My annual state authors contest has a category for Memoir. That category receives the greatest number of entries in the contest. Why? Unlike fiction, memoir stories have happened and all the writer needs to do is bring them to mind and write about whatever occurred. To be a winner, however, the writer must present the story with all the tools he/she has in the writer's kit bag. The story needs to capture the reader (and the judge!). It needs to be written with sensory details, pleasing phrases, active verbs and more. Another reason is that we like to revisit our childhood or early adulthood memories--to feel a few things twice, as the poster says.
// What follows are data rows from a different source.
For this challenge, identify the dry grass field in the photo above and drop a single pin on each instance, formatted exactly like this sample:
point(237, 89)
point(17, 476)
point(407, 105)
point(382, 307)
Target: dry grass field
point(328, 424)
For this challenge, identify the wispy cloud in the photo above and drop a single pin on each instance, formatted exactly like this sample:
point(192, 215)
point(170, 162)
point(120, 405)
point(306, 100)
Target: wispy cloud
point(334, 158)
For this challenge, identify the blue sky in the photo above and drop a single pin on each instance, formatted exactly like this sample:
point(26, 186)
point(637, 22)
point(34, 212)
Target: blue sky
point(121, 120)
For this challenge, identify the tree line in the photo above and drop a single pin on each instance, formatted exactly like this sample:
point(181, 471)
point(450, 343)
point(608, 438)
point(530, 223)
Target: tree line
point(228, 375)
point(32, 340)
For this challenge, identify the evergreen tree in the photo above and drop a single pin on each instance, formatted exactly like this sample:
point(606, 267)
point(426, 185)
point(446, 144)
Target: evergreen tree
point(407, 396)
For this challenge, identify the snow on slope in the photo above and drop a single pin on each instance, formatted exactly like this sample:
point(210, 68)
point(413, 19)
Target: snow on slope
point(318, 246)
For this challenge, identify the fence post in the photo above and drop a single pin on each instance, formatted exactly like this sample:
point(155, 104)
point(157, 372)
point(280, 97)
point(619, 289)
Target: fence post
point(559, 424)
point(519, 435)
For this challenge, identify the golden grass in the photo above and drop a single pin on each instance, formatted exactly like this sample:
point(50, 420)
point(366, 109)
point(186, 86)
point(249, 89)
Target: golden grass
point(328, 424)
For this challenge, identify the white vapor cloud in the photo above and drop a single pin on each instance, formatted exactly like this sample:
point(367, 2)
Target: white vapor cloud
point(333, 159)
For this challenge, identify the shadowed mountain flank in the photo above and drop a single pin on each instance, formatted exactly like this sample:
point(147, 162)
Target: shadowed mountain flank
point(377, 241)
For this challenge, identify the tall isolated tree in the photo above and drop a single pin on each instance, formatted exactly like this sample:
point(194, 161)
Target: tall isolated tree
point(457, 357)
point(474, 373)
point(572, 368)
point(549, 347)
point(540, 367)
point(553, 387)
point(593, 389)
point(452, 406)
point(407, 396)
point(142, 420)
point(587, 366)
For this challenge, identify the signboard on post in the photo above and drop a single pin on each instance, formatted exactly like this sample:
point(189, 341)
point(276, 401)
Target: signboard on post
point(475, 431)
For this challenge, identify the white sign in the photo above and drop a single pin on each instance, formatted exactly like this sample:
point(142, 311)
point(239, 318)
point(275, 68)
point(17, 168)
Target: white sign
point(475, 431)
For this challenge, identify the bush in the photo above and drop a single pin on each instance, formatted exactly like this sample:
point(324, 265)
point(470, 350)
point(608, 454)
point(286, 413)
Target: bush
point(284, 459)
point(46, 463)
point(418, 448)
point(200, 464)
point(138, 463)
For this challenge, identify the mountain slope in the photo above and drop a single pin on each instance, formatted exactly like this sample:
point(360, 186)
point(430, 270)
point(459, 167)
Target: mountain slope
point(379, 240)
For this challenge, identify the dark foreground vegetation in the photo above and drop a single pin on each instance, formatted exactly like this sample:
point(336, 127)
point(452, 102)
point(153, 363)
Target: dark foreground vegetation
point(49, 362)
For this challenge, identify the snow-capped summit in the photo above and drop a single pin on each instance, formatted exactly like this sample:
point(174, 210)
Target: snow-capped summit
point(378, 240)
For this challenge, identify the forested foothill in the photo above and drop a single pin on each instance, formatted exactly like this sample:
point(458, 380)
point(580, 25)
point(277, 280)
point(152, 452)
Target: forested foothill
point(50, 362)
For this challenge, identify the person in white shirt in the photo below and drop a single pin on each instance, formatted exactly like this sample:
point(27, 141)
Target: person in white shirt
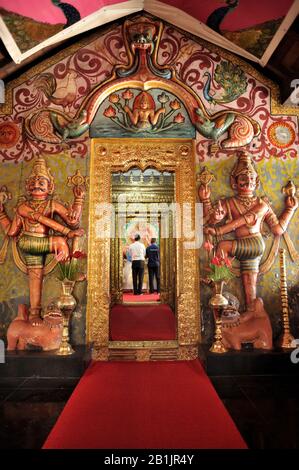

A memoir should not only entertain; the reader should gain some lesson or insight. It's much the same as writing the personal essay where a universal truth should be revealed somewhere within the essay's story.
When you've finished writing a part, or all, of your memoir, look at it as objectively as you can. Ask yourself what others might gain from reading it. What might a reader relate to? What life lesson is there for the reader to see? Is there any emotion present--joy, sorrow, humor, anger and more?
It's not only celebrities who can write a publishable memoir. You can, too. Or, you can write your memoir as a legacy to leave for your family members. I keep a hard copy of all that I write in a large loose leaf binder; actually, there are two filled at this point. I divided the writing into sections. One of them is Family Stories. My memoir section!
There are many websites that give definition to memoir vs autobiography. Take a look at one of them. Note that the memoir is a more personal account. Being personal is the main reason I prefer memoir. How about you? Do you read them? Do you write memoir pieces?